Step 1: Determine whether you need trademark protection. As mentioned above, there are many advantages of registering your trademark. Ultimately, however, it is up to you to decide whether or not you need trademark protection. If you have spent time doing your own research learning about trademarks and are having a hard time deciding whether or not registering is worth it for you and your business, consider consulting with a trademark attorney.

Step 2: Decide whether you should hire a trademark attorney. You are not required to hire a private attorney in order to submit your trademark registration application. It is possible to complete the entire process by yourself. You need to decide if you have the time, energy, and knowledge necessary in order to successfully complete the registration process. If you’re not sure, it might be a good idea to talk with an attorney about how they can help you through the process.

Step 3: Identify your mark format. The USPTO requires you to identify your mark format within your application. Three possible mark formats are available: (1) standard character format; (2) stylized/design format; or (3) sound mark.

Step 4: Identify the precise goods or services to which the mark will apply. This information will need to be included in your application. As such, it’s important to be as clear as possible about your goods or services in order to increase the likelihood that your application will be approved.

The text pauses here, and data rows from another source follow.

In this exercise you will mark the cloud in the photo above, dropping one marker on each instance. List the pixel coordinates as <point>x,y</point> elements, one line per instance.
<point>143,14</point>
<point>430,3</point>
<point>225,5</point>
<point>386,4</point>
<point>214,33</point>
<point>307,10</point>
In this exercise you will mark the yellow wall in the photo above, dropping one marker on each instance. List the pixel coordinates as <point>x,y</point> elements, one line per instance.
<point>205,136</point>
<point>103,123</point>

Step 5: Perform a trademark search. Before completing and submitting your application, it’s important to find out if anyone else is already claiming trademark rights to the mark you’d like to register. Again, it may be helpful to consult with a legal expert during this step. A trademark attorney can help perform a comprehensive search on your behalf, and will be able to tell you whether or not you should move forward with your application.

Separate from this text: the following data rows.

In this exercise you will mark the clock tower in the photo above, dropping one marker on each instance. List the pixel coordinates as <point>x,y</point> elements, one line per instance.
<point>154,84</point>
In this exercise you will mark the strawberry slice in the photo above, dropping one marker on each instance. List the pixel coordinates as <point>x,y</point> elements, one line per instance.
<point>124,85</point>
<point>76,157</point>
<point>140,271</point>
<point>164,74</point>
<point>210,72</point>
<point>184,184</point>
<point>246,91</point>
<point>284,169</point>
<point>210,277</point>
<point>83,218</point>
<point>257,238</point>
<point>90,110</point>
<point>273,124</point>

Step 6: Determine your basis for filing. There are two common categories: (1) use in commerce; and (2) intent to use. A section on the USPTO explains these two categories in further detail. A statement on their website reads, “If you have already used your mark in commerce, you may file under the “use in commerce” basis.   If you have not yet used your mark, but intend to use it in the future, you must file under the “intent to use” basis.   This means you have a bona fide intent to use the mark in commerce; that is, you have more than just an idea but are less than market ready (for example, having a business plan, creating sample products, or performing other initial business activities).”

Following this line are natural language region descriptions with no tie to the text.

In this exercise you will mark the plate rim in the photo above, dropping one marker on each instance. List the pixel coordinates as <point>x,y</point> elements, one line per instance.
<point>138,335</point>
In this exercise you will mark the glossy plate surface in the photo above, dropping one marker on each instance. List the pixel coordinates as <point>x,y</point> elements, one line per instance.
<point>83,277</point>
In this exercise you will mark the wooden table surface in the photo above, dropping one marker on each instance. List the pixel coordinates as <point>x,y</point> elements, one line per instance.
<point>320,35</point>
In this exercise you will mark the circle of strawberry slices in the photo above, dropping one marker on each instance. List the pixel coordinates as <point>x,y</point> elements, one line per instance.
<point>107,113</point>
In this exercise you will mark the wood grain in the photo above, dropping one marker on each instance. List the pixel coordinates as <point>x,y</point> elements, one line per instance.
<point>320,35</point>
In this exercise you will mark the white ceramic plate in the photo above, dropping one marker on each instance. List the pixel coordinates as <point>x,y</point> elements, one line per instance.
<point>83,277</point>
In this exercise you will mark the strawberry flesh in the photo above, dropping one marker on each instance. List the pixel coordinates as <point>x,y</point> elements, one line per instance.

Step 7: File your application. Filing your application is the final initial step in the registration process. Once you file your application, you will have to be patient while an examining attorney with the USPTO reviews your application. According to the USPTO, “the total time for an application to be processed may be anywhere from almost a year to several years, depending on the basis for filing and the legal issues that may arise in the examination of the application.” In some cases, you may need to provide additional information in order to get your application approved. In such cases, it can be helpful to hire an attorney who can help monitor your application status and prepare any additional documentation needed.

Where Can You Go For Help?

1. Hire a legal expert to help you through the process. The Law Office of Xavier Morales can prepare and file a trademark application for your business name, brand name, logo or slogan. Registering a trademark with the United States Patent and Trademark Office (USPTO) gives the owner of the trademark registration exclusive nationwide rights to use the name, brand, or logo.

2. Use the resources offered on the USPTO website. The United States Patent and Trademark Office website is full of helpful resources, guides, FAQs, timelines, recommendations, and more. If you’re not quite ready to hire a trademark attorney to help you begin the application process, the USPTO website is a good place to go for more information.

3. Do more research on your own. If you truly are interested in learning more about what it takes to register a trademark, start doing research on your own. Visit the local library and check out books that offer information on the subject, ask friends or colleagues who have gone through the process, and scan the web for additional helpful resources.